Présenté le 8 mai à Skhirat, ce dispositif de deuxième génération sera déployé à l’échelle nationale dès le mois de juin à l’occasion des épreuves du baccalauréat 2026. Selon les informations relayées par SNRT, plus de 2.007 centres d’examen devraient être équipés cette année.
Entièrement conçu et fabriqué au Maroc, le T3 Shield se distingue par son format compact et portable. Pesant moins de trois kilogrammes, il dispose d’une autonomie pouvant atteindre six heures, soit la durée nécessaire pour couvrir une session complète d’examen.
Spin-off de Université Mohammed VI Polytechnique, SensThings explique avoir développé une solution autonome reposant sur la technologie Edge AI, sans recours au cloud. L’appareil intègre plusieurs modes d’utilisation, notamment l’inspection des salles, le contrôle des sacs, la détection individuelle et la localisation précise des signaux suspects.

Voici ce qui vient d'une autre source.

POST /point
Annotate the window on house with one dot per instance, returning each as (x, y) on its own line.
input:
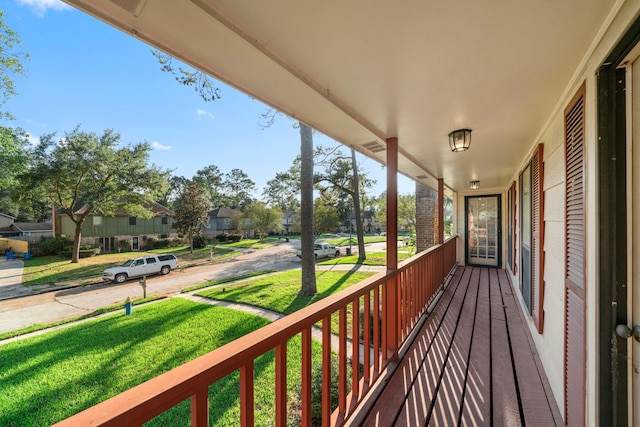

Le système repose sur une antenne multifréquence brevetée capable de détecter un large éventail de communications mobiles, y compris les réseaux 2G encore utilisés dans certains dispositifs de triche dissimulés. Contrairement aux brouilleurs classiques, interdits dans plusieurs pays en raison des perturbations qu’ils provoquent, le T3 Shield fonctionne de manière passive en captant les signaux sans en émettre.
La startup indique également que son unité industrielle basée à Skhirat peut produire jusqu’à 250 appareils par jour. Au-delà des examens du baccalauréat, cette technologie vise aussi les concours universitaires, les examens d’accès et les recrutements publics, dans un contexte où les outils de fraude technologique deviennent de plus en plus sophistiqués.